“When we are no longer able to change a situation, we are challenged to change ourselves.”
Author and Physician, Viktor Frankl

“The bad new is time flies. The good news is that you are the pilot.”
Michael Altshuler


Most people don’t have the time or money to invest in years of therapy and get nowhere.

My approach is direct, active, practical and focuses on solutions that work. I draw from cognitive behavioral therapy (CBT), solution-focused brief therapy (SFBT) and family systems therapy approaches. Cognitive behavioral techniques address your thought processes, negative thinking and cognitive distortions. Cognitive behavioral therapy also helps to address mood issues and works on decreasing depression and anxiety. When using techniques from the solution-focused approach, we work together on creating strategies for solutions while de-emphasizing the problem. Family systems therapy focuses on your role within your family and looks at your family system as a whole.

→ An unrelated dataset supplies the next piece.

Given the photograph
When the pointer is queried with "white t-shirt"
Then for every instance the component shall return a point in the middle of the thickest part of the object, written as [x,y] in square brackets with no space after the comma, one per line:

I can also help you if you are struggling with any of the following issues:

• Depression
• Addictions
• Lack of motivation
• Low self-esteem
• Anxiety
• Anger
• Grief
• Stress management
• Relationship difficulties
• Communication problems
• Lack of self confidence, shame or guilt
• Chemical dependency
• Parenting challenges
• Divorce

“When I focus on what is a good day, I have a good day, and when I focus on what is bad, I have a bad day. If I focus on a problem, the problem increases, if I focus on the answer, the answer increases.”
Author Unknown


Cognitive behavioral therapy (CBT) is a form of therapy that focuses on the relationship between thoughts, feelings and behaviors. Research has shown that CBT is the most effective form of psychotherapy to address symptoms of depression and anxiety as well as many other disorders. CBT focuses on the present and is more time limited and solution focused. You will learn specific skills that can be used for the rest of your life, such as evaluating how realistic your thoughts are, identifying distorted thinking, modifying behaviors and changing your mood.


1. Goal setting: We will work together on setting goals. Ask yourself: “What differences would I like to see in myself by the end of therapy?” Think about what symptoms have been bothering you and what areas of your life you would like to improve.

2.Homework: Homework outside of sessions is an important part of our work together. Be prepared to do work outside of each session.


You will notice a decrease in your symptoms within a few weeks of therapy, or even sooner, if you have been faithfully attending sessions and doing the suggested homework between sessions and on a daily basis. This approach to therapy is not delving into the past, but rather focuses on your thought patterns and teaches you new tools to change those patterns, ultimately improving your thoughts, behaviors and feelings.